The teams switched sides without incident, though Henry could feel the burning stares from the Pioneers players as he trotted off the field.
In the dugout, Coach Brown gave a short pep-talk about "team" and how much he appreciated coaching the Rooks for the past ten years. It felt more like Coach was giving a speech at a farewell party or maybe a funeral. Outside, the crowd was deafening. And a chant repeated over and over: Rooks are done, Pioneers have won.

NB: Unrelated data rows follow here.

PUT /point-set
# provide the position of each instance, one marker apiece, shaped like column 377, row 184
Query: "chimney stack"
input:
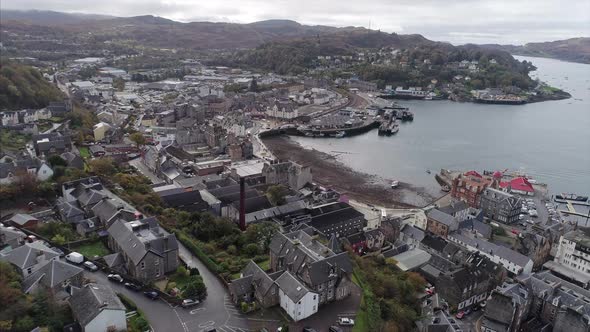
column 242, row 203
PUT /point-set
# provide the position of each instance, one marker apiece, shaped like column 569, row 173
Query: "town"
column 144, row 198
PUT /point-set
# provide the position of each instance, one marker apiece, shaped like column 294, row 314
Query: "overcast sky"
column 456, row 21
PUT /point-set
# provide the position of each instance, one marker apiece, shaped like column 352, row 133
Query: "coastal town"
column 160, row 191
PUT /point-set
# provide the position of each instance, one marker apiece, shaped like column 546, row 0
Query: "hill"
column 574, row 49
column 25, row 87
column 48, row 17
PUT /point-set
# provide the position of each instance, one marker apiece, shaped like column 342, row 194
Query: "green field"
column 84, row 152
column 92, row 249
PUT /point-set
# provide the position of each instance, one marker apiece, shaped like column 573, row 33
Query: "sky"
column 456, row 21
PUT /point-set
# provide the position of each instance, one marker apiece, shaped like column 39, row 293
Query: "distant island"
column 573, row 49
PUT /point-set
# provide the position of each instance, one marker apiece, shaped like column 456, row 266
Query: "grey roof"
column 412, row 259
column 51, row 274
column 326, row 269
column 138, row 237
column 454, row 207
column 89, row 301
column 492, row 249
column 21, row 218
column 28, row 254
column 475, row 225
column 442, row 217
column 294, row 289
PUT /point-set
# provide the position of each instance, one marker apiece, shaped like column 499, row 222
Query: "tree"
column 56, row 160
column 196, row 289
column 276, row 194
column 138, row 139
column 103, row 166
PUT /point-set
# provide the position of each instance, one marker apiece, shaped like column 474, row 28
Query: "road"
column 217, row 310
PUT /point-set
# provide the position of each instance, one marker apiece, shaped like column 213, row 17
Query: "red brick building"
column 469, row 186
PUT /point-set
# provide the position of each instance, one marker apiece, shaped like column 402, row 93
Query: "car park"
column 115, row 277
column 345, row 321
column 90, row 266
column 132, row 286
column 152, row 295
column 186, row 303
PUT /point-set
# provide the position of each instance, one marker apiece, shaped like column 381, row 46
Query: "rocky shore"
column 331, row 173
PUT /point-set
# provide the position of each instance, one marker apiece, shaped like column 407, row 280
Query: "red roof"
column 473, row 173
column 520, row 184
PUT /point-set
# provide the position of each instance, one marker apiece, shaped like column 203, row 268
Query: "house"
column 52, row 143
column 29, row 257
column 100, row 131
column 296, row 299
column 469, row 186
column 507, row 308
column 519, row 185
column 11, row 171
column 73, row 160
column 148, row 251
column 515, row 262
column 56, row 276
column 11, row 237
column 337, row 218
column 98, row 309
column 97, row 150
column 440, row 223
column 22, row 220
column 288, row 173
column 500, row 206
column 471, row 284
column 316, row 276
column 572, row 257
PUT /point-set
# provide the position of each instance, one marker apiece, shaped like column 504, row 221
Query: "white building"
column 573, row 257
column 297, row 301
column 513, row 261
column 98, row 309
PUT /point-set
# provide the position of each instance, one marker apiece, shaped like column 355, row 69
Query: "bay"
column 549, row 141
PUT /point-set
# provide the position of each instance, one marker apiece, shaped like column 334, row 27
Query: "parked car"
column 115, row 277
column 152, row 295
column 132, row 286
column 189, row 303
column 90, row 266
column 75, row 257
column 345, row 321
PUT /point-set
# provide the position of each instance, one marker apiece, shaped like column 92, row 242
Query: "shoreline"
column 331, row 173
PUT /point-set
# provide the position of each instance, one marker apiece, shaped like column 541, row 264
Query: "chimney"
column 242, row 204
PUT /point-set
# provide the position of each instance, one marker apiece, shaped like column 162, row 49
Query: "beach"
column 331, row 173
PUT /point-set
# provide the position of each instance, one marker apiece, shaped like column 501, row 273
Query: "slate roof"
column 51, row 274
column 454, row 207
column 442, row 217
column 88, row 302
column 152, row 238
column 26, row 255
column 294, row 289
column 21, row 218
column 493, row 249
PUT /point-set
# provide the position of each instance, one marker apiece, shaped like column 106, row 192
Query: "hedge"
column 195, row 250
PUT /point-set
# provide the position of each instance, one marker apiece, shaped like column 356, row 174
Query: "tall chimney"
column 242, row 204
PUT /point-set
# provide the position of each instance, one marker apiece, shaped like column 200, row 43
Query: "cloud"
column 457, row 21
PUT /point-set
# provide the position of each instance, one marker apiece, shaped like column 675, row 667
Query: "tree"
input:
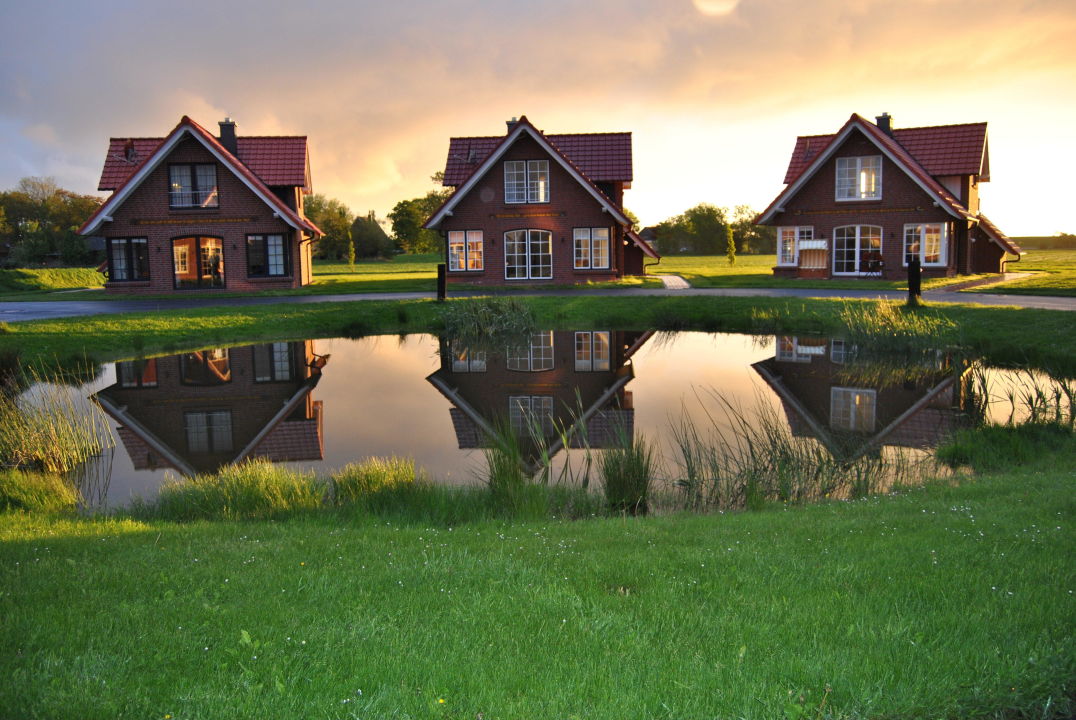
column 40, row 222
column 698, row 230
column 408, row 217
column 751, row 238
column 335, row 220
column 370, row 239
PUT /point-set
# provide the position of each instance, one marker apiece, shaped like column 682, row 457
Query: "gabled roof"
column 600, row 156
column 942, row 150
column 890, row 147
column 274, row 159
column 153, row 158
column 524, row 126
column 999, row 237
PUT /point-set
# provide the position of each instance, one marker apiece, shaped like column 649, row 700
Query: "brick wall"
column 570, row 206
column 902, row 202
column 145, row 214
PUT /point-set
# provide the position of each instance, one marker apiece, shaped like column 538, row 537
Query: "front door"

In front of the dugout, a hunched backed announcer, wearing a black tuxedo and bow tie, shuffled around like a four-foot-two penguin. The fans quieted after he raised a huge silver megaphone to his lips and shouted, "Ladies and Gentleman! For the Rooks, Charles Parks up, Maurice Jones on deck, and Henry Louis in the hole."
Henry leaned against the dugout wall and studied the wooden scoreboard in the left field corner. He wanted to get the situation straight in his head: Top of the ninth, 1 - 2, Pioneers on top. This was the Rook's last shot to win the game.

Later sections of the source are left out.